On Thursday 10th December, Just Festival and Scottish PEN hosted a conversation with writers Leela Soma and David Manderson to mark Human Rights Day 2020. Watch a recording of the event below.December 17, 2020
On Thursday 10th December, Just Festival and Scottish PEN hosted a conversation with writers Leela Soma and David Manderson to mark Human Rights Day 2020. Watch a recording of the event below.
Exploring human rights issues impacting writers internationally, and linking them with the barriers facing writers in Scotland today, this free online event interrogates whether Scotland truly offers freedom of expression for writers, and asks important questions about the future of Scottish literature. Whose voices do we hear from most, and whose perspective is often silenced? How do societal issues impact on writers, and what responsibility do writers have in challenging the status quo and highlighting injustice?
Leela Soma is a writer and active member of Scottish PEN. Her latest crime novel, Murder at the Mela, explores tensions within Glasgow’s Asian communities and between diverse groups in the city.

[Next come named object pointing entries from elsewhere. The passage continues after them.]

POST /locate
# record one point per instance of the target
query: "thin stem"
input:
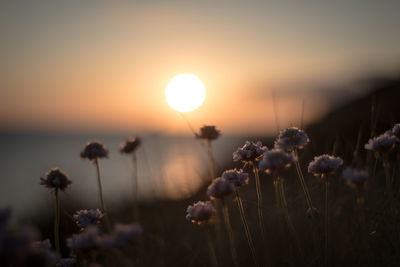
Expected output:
(57, 221)
(103, 207)
(246, 227)
(135, 187)
(230, 233)
(213, 258)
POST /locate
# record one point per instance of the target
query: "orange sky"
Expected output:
(103, 66)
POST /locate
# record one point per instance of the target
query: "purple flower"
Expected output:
(355, 177)
(324, 164)
(200, 212)
(291, 138)
(208, 132)
(382, 143)
(250, 152)
(275, 160)
(130, 145)
(94, 150)
(237, 178)
(85, 218)
(57, 179)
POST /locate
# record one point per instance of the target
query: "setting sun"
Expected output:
(185, 92)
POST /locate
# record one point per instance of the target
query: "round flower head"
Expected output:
(86, 241)
(290, 139)
(123, 235)
(324, 164)
(249, 152)
(55, 178)
(200, 212)
(220, 188)
(85, 218)
(130, 145)
(396, 130)
(208, 132)
(355, 177)
(275, 160)
(94, 150)
(382, 143)
(237, 178)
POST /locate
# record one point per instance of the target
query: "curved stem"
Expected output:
(246, 227)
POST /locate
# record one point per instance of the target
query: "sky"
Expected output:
(102, 66)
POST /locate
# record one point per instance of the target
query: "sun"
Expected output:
(185, 92)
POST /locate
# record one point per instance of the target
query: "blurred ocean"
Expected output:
(168, 167)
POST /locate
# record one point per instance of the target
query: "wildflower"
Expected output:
(123, 235)
(396, 130)
(208, 132)
(355, 177)
(94, 150)
(382, 143)
(86, 241)
(237, 178)
(200, 212)
(275, 160)
(85, 218)
(291, 138)
(57, 179)
(130, 145)
(250, 152)
(324, 164)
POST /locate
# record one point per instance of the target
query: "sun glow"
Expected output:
(185, 92)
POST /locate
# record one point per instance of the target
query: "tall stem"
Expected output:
(230, 233)
(246, 227)
(57, 221)
(103, 207)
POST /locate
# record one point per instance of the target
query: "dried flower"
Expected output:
(130, 145)
(55, 178)
(200, 212)
(220, 188)
(275, 160)
(208, 132)
(86, 241)
(250, 152)
(85, 218)
(123, 235)
(94, 150)
(354, 177)
(324, 164)
(291, 138)
(237, 178)
(382, 143)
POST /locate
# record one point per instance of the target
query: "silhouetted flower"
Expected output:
(130, 145)
(85, 218)
(275, 160)
(208, 132)
(324, 164)
(237, 178)
(355, 177)
(66, 262)
(94, 150)
(220, 188)
(123, 235)
(291, 138)
(55, 178)
(200, 212)
(249, 152)
(382, 143)
(86, 241)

Her poetry and short stories have been published in a number of anthologies and publications and she won the Margaret Thompson Davis Trophy, for the first 10,000 words of her first novel Twice Born. Leela has been encouraged in her writing by none other than Willy Maley, Professor of Renaissance Studies (English Literature), University of Glasgow, who commended her in his book Discovering Scottish Literature, published by Scottish Book Trust. Thereafter, he urged her to: ‘finish the novel.’ She did, and won Strathkelvin Writes Best New Writers Trophy.

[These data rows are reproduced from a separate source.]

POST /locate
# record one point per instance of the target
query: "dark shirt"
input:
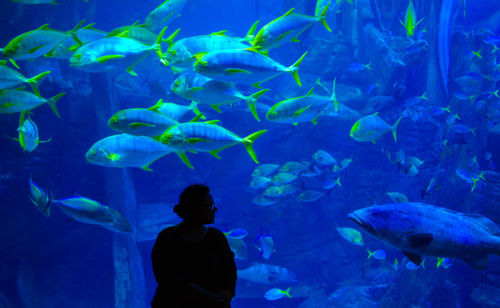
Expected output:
(178, 262)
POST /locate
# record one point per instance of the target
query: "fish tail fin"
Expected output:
(322, 18)
(157, 44)
(294, 69)
(252, 99)
(52, 103)
(248, 142)
(394, 127)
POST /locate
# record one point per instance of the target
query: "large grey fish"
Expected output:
(423, 229)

Twice Born was followed by Bombay Baby, published by Dahlia Publishing. – another book reflecting Scottish – Indian connections. Bombay Baby was reviewed in Scotland on Sunday by prize winning author, Suhayl Saadi, who recommended the book as: ‘an engaging, upbeat piece of popular fiction.’
David Manderson is a writer and former academic. He is currently chair of the Writers for Peace committee. He has published short stories, essays and poems in a wide variety of small magazines and anthologies. His novel Lost Bodies (Kennedy & Boyd) was published in 2011. He ran the Real to Reel Short Film Festival at the Glasgow Film Theatre in Glasgow until 1999 and Nerve Magazine until 2001. Later, a creative practice PhD took him into academia where he published articles and textbooks on Scottish films, creative writing and walking, and Scottish Miserablism. His poem Expedition, animated by Samantha Hendry, won a Royal Television Student Award in 2019. In 2017 he was the recipient of a Robert Louis Stevenson Fellowship from the Scottish Book Trust. He is currently completing a book on the work and life of Alan Sharp for Peter Lang publishers.